Toward INT4 Fixed-Point Training via Exploring Quantization Error for Gradients

TL;DR

This work tackles the challenge of training neural networks with low-bit fixed-point gradients by analyzing how quantization errors impact learning. It shows that minimizing the error for large gradients, rather than the entire gradient distribution, improves stability and performance, and derives an upper bound (ULG) to guide an adaptive interval update for clipping. The authors implement a layer-wise uniform quantizer with c_g = γ g_max and an efficient update rule for γ that targets large-gradient fidelity, demonstrating state-of-the-art results across image classification, object detection, and super-resolution at 4/4/4 and 5/5/5-bit settings with negligible overhead. The approach is hardware-friendly and broadly applicable, reducing the gap to full-precision performance while enabling efficient training on fixed-point arithmetic.

Abstract

Network quantization generally converts full-precision weights and/or activations into low-bit fixed-point values in order to accelerate an inference process. Recent approaches to network quantization further discretize the gradients into low-bit fixed-point values, enabling an efficient training. They typically set a quantization interval using a min-max range of the gradients or adjust the interval such that the quantization error for entire gradients is minimized. In this paper, we analyze the quantization error of gradients for the low-bit fixed-point training, and show that lowering the error for large-magnitude gradients boosts the quantization performance significantly. Based on this, we derive an upper bound of quantization error for the large gradients in terms of the quantization interval, and obtain an optimal condition for the interval minimizing the quantization error for large gradients.
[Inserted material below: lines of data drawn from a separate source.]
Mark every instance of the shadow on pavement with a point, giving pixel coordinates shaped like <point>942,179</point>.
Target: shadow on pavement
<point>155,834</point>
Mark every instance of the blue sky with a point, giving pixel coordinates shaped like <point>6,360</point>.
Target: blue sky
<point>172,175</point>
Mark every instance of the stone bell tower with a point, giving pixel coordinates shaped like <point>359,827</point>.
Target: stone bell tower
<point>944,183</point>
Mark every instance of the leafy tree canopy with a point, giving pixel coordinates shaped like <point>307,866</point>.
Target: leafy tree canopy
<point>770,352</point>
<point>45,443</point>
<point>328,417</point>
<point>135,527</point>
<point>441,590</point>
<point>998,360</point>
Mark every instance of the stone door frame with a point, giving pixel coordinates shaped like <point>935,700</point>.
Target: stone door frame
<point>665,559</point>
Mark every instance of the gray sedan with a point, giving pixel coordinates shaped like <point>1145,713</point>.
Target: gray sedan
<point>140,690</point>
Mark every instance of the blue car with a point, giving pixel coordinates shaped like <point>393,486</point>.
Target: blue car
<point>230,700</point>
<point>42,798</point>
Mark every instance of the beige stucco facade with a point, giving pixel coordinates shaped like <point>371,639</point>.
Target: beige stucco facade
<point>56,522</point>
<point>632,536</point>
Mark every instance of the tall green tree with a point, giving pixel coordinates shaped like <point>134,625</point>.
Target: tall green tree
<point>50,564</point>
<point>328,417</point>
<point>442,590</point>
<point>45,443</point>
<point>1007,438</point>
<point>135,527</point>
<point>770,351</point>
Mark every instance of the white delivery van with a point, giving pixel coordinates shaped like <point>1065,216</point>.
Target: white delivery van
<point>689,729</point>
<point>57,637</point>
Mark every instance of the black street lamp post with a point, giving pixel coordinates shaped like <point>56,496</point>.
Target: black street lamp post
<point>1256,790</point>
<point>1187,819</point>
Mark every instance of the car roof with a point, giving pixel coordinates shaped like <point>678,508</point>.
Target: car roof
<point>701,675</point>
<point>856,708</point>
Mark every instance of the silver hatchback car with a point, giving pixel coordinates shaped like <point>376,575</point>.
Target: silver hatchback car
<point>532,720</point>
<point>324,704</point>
We also introduce an interval update algorithm that adjusts the quantization interval adaptively to maintain a small quantization error for large gradients. Experimental results demonstrate the effectiveness of our quantization method for various combinations of network architectures and bit-widths on various tasks, including image classification, object detection, and super-resolution.

Figures (5)

• Figure 1: Probability density function (PDF) of gradient magnitudes for a single layer. The clip-in (blue) and clip-out (red) gradients, $G_{in}$ and $G_{out}$, are subsets of large gradients $G_L$ (yellow), and $G_{in}$ and $G_{out}$ are within and beyond the clipping value $\gamma g_{max}$, respectively. See Sec. \ref{['sec:method_interval']} for more details. (Best viewed in color.)
• Figure 2: Comparison of DSGC zhu2020towards and our baseline ($\gamma=1.0$). (a) Clipping factor of DSGC; (b) The quantization error for entire gradients $E(G)$; (c) The quantization error for large gradients $E(G_{L})$; (d) Training loss. We visualize the quantization errors for entire gradients $E(G)$ and large gradients $E(G_{L})$, while tracking the clipping factor of DSGC in the 13th layer. Top-1 accuracies of DSGC and the baseline are 24.3 and 61.1, respectively, for the test split of CIFAR-100 krizhevsky2009learning. (Best viewed in color.)
• Figure 3: Empirical analysis on the quantization error for large gradients. (a-c) $E(G_{L})$ in 13th, 15th, 17th layers, respectively; (d) Training loss. Top-1 accuracies for the factors of 0.4, 0.6, and 0.8 are 30.3, 63.5, and 63.6, respectively, on the test split of CIFAR-100 krizhevsky2009learning. (Best viewed in color.)
• Figure 4: Comparison of ours with the baselines in terms of quantization error for gradients. (a-c) $E(G_{L})$ in 5th, 15th, 17th layers, respectively; (d) Training loss; (e-g) $E(G)$ in 5th, 15th, 17th layers, respectively; (h) Clipping factors. (Best viewed in color.)
• Figure 5: Comparisons of latencies for forward and backward passes using TITAN RTX on CIFAR-100 krizhevsky2009learning. We normalize the forward latency of baseline to 1.